MUMBAI: The Telecom Disputes Settlement & Appellate Tribunal (TDSAT) has directed multi-system operator (MSO) Siti Vision Digital Media to resume transmission of TV9 without any delay.

The tribunal has also directed the Telangana government to give full protection to the personnel and properties of the MSO to ensure that no untoward incident takes place as a result of the petitioner’s broadcast.

Associated Broadcasting Co Pvt Ltd (ABCPL), which owns and operates TV9, had filed a petition in TDSAT alleging that the MSO had stopped transmission of its channel without any valid reason. The tribunal disposed of the petition as nothing survives in the matter.

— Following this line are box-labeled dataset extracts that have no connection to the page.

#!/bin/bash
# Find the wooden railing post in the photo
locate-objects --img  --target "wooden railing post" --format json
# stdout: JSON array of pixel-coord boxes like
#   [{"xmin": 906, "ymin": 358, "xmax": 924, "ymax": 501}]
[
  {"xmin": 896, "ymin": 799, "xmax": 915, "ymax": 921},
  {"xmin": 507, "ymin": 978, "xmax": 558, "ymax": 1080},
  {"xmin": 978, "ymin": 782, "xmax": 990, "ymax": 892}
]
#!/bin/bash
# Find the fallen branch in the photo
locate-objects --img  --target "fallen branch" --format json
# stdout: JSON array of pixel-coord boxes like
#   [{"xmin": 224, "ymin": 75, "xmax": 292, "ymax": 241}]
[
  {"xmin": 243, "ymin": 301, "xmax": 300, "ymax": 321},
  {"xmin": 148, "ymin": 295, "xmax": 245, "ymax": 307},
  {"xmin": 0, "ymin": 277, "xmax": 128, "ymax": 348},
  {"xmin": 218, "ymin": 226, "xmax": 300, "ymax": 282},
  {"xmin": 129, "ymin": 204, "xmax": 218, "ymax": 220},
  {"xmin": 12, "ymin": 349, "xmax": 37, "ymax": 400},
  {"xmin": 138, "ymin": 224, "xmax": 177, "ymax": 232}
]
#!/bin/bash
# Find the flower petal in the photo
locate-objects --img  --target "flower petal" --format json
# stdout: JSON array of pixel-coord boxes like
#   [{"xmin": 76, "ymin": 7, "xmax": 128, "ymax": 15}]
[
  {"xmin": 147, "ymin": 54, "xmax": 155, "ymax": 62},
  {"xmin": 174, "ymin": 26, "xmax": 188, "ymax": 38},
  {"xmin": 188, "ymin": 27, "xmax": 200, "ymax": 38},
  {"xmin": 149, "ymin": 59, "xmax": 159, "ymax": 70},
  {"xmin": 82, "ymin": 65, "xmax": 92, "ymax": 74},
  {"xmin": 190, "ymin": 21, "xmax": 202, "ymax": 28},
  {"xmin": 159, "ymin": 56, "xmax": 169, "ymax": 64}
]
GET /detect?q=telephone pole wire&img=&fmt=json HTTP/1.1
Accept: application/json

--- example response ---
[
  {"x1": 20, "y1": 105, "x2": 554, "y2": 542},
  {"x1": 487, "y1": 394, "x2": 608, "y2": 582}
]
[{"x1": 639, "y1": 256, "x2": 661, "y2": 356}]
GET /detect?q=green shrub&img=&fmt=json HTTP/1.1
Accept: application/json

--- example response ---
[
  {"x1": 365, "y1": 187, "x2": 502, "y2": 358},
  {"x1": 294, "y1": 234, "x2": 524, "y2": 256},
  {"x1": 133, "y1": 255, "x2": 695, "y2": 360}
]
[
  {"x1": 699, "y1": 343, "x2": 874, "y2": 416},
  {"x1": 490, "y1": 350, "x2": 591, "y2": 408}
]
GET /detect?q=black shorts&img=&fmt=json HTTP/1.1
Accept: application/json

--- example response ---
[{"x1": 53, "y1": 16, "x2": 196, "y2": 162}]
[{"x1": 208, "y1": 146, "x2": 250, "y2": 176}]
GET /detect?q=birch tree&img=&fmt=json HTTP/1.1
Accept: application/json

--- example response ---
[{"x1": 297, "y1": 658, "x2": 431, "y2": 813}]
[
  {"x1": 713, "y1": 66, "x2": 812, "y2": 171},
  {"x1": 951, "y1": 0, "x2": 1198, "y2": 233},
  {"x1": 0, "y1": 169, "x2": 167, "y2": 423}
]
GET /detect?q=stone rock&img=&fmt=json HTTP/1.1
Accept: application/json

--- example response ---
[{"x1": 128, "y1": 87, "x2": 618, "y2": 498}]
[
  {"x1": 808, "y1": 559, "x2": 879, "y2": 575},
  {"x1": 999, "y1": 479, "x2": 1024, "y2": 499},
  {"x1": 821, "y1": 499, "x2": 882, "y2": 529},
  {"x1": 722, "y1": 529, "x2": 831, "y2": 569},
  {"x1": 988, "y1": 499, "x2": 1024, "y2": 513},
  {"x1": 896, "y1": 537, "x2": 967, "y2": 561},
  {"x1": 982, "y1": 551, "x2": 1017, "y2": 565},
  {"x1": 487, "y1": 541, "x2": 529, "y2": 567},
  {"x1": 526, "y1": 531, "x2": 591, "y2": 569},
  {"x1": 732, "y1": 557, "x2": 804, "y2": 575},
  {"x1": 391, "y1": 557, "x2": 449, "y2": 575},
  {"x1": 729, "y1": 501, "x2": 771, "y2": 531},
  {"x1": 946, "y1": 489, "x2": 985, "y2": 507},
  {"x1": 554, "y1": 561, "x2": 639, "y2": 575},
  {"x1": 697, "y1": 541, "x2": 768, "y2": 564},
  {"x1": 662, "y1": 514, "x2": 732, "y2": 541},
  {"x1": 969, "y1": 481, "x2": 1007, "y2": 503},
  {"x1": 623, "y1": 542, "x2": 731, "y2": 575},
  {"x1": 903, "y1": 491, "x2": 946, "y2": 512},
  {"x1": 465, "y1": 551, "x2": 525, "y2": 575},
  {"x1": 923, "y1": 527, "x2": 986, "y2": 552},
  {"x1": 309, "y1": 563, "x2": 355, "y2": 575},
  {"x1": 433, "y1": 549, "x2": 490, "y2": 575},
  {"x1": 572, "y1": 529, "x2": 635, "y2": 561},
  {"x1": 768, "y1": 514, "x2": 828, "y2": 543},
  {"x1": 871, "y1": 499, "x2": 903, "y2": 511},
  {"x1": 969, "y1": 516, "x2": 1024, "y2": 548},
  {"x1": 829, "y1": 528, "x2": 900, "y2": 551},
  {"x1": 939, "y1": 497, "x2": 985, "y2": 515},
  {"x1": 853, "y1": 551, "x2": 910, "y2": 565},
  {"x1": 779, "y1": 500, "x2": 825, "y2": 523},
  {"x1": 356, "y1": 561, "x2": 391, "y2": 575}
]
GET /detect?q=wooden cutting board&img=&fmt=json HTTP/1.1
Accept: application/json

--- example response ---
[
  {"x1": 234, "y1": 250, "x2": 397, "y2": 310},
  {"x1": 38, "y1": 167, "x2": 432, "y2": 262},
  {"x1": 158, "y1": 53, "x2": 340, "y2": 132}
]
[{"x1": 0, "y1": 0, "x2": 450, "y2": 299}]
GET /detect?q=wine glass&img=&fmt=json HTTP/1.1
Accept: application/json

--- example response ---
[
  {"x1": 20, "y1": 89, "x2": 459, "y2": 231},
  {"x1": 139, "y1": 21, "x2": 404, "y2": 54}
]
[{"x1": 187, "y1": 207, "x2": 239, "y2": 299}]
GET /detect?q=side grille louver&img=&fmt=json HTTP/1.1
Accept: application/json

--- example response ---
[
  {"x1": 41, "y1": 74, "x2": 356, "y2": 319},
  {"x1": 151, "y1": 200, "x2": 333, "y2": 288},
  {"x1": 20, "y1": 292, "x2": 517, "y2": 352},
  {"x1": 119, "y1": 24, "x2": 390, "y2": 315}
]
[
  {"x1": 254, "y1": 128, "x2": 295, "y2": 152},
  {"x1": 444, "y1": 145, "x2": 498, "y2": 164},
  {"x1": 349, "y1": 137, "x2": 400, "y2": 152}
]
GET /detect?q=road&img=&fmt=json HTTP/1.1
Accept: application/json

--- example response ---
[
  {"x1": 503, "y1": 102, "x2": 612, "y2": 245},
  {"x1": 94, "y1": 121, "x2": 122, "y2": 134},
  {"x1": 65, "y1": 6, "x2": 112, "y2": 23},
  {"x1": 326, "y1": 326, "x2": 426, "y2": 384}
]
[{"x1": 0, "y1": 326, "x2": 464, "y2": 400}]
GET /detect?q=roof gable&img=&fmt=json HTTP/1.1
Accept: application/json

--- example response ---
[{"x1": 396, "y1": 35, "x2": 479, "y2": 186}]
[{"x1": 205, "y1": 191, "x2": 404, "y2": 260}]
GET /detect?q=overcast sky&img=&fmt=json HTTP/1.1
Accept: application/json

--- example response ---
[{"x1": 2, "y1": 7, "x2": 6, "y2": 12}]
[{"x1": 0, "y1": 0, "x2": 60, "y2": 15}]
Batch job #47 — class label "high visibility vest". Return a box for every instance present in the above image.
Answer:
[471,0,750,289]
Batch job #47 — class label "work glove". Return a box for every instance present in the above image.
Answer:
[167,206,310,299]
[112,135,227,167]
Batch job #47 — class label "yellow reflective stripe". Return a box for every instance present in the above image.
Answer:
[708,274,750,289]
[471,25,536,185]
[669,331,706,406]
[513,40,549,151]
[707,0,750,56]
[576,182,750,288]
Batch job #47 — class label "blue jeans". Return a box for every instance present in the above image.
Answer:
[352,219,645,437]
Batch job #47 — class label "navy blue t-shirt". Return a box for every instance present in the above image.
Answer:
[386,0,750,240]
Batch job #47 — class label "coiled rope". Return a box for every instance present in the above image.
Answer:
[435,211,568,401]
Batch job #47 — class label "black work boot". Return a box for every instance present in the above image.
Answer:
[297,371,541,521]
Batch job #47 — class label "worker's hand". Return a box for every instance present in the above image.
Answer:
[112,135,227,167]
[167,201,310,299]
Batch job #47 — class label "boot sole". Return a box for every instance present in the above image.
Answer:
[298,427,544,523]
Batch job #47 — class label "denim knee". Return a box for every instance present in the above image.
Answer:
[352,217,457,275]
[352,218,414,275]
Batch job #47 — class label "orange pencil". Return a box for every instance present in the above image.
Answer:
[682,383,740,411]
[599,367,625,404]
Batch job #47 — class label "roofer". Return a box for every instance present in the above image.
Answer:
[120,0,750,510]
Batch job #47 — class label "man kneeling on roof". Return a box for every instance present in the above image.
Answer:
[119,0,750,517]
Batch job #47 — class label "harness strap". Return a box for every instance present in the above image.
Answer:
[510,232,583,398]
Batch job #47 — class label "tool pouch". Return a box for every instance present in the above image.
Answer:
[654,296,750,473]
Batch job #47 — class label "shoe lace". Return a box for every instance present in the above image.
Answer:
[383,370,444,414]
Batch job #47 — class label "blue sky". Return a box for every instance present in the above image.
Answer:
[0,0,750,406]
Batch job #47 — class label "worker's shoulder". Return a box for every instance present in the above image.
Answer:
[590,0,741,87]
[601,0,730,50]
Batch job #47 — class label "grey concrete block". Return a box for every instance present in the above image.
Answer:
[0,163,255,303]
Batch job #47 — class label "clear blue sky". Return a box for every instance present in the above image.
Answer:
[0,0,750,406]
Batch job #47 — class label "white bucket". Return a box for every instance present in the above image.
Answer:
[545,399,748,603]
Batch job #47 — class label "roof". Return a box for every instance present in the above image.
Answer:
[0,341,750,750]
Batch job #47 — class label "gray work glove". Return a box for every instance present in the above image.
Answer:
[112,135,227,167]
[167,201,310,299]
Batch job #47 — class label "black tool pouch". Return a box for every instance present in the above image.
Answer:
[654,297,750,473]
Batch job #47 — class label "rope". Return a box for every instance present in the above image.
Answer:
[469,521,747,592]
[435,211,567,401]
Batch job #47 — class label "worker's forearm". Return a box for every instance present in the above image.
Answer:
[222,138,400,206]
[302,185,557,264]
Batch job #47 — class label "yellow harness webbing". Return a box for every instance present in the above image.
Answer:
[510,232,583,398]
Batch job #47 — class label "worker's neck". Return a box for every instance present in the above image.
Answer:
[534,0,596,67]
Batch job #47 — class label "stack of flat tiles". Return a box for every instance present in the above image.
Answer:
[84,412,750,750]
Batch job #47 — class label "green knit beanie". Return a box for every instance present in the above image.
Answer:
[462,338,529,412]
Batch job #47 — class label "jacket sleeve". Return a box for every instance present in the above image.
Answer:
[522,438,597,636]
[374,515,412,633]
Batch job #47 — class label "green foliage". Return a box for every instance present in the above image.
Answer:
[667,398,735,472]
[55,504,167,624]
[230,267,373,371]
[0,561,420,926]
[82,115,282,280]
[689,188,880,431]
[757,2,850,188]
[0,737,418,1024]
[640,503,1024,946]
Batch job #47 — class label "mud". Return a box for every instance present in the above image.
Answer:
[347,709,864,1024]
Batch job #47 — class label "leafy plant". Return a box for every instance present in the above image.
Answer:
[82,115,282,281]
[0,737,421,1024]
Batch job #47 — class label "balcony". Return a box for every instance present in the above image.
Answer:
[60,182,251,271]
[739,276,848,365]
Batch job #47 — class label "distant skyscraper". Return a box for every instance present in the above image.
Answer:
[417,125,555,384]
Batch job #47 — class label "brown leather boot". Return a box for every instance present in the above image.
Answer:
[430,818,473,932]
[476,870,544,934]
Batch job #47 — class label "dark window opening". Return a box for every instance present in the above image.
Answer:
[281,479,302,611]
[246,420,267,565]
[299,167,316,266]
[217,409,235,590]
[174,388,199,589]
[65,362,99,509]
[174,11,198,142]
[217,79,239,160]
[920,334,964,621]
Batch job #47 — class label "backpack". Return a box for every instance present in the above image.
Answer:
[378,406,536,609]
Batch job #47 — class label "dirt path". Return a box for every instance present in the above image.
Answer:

The Telangana MSO Association had in June decided to switch off two Telugu news channels for their alleged anti-Telangana stand. The two news channels were blocked for a couple of days.

On 14 August 2014, the tribunal had issued notices to the Union of India through the Information & Broadcasting (I&B) Ministry secretary and the home secretary of the state of Telangana. It had also directed the petitioner to also effect service of notice through a dasti.

K Parameshwar appeared for the I&B secretary; however, no one appeared for the Telangana home secretary.

Parameshwar stated that the ministry had received a complaint from the petitioner and has taken cognisance of the matter. He also said that the ministry may revoke the licence of the respondent, but that would be of no help to the petitioner.

He further submitted that law and order being a state subject, the ministry is not in a position to do much in this matter. It said that it has taken up the matter with the Telangana chief minister.

Siti Vision Digital Media counsel Tejveer Singh Bhatia stated that the broadcast of some TV9 programmes had given rise to law and order problems, and the office and the head-end of the MSO had faced threats of violence from some unruly crowds.

The tribunal pointed out that the blacking out of the petitioner’s channel on grounds of alleged or perceived threat of mob violence brings in the issue of the petitioner’s rights to speech and expression, and to carry on trade and business guaranteed by the Constitution.

Some sections of people may not find some programmes broadcast by the petitioner very pleasing or even palatable, but the essence of the right to speech and expression lies in the exercise of the right against the dominant public mood and sentiment, it said.

As long as the contents of the petitioner’s broadcast do not violate any law, the channels cannot be taken off air on threat of violence, it added.

In such a case, it is those who indulge in violence would be breaking the law and the state and its authorities must act against the offenders and not against the broadcaster, the tribunal noted.

Observing that there is no material to prove that the petitioner’s channels are in breach of any of the provisions of law, the tribunal directed the MSO to resume transmission of the petitioner’s channel without any delay.